Hello!  Sure thing, I'll show it based on my CoC#3.5 (pretty easy one according to RGC measurement and algorithm - around 171lbs). As you can see, in the "insertion point" of the spring the diameter is 7,41mm, while within "the spring itself" it drops to 7,33mm. This seems to be the case with all of my grippers, some varying just a bit and some more (like my #3.5). I suppose it has something to do with the spring's production process. The calculation seems to be the most accurate when using the measurements within the spring (so, in my case, where the wire's diameter is 7,33mm), this is also backed up by the equations used for the calculations (they assume an idea spring with the same diameter everywhere).

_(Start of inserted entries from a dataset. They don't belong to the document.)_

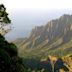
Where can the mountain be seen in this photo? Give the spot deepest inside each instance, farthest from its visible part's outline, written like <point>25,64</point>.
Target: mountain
<point>54,38</point>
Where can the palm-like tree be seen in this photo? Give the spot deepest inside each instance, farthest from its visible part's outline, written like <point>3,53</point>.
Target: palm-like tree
<point>4,20</point>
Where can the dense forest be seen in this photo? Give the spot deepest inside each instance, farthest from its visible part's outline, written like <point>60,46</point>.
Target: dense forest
<point>11,61</point>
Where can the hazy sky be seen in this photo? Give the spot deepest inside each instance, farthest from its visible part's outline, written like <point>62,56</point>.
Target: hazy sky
<point>25,14</point>
<point>37,4</point>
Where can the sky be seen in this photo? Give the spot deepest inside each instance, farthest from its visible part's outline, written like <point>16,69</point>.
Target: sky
<point>26,14</point>
<point>37,4</point>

I hope the images help a little more

[pancho_grip_lift]

1 hour ago, Alexander Koss said:

Hello!  Sure thing, I'll show it based on my CoC#3.5 (pretty easy one according to RGC measurement and algorithm - around 171lbs). As you can see, in the "insertion point" of the spring the diameter is 7,41mm, while within "the spring itself" it drops to 7,33mm. This seems to be the case with all of my grippers, some varying just a bit and some more (like my #3.5). I suppose it has something to do with the spring's production process. The calculation seems to be the most accurate when using the measurements within the spring (so, in my case, where the wire's diameter is 7,33mm), this is also backed up by the equations used for the calculations (they assume an idea spring with the same diameter everywhere). I hope the images help a little more

You made it clear! I'll try it in my grippers

[Alex K]

Just now, pancho_grip_lift said:

You made it clear! I'll try it in my grippers

Curious to find out if the measurements end up being close like mine or not  
Enjoy!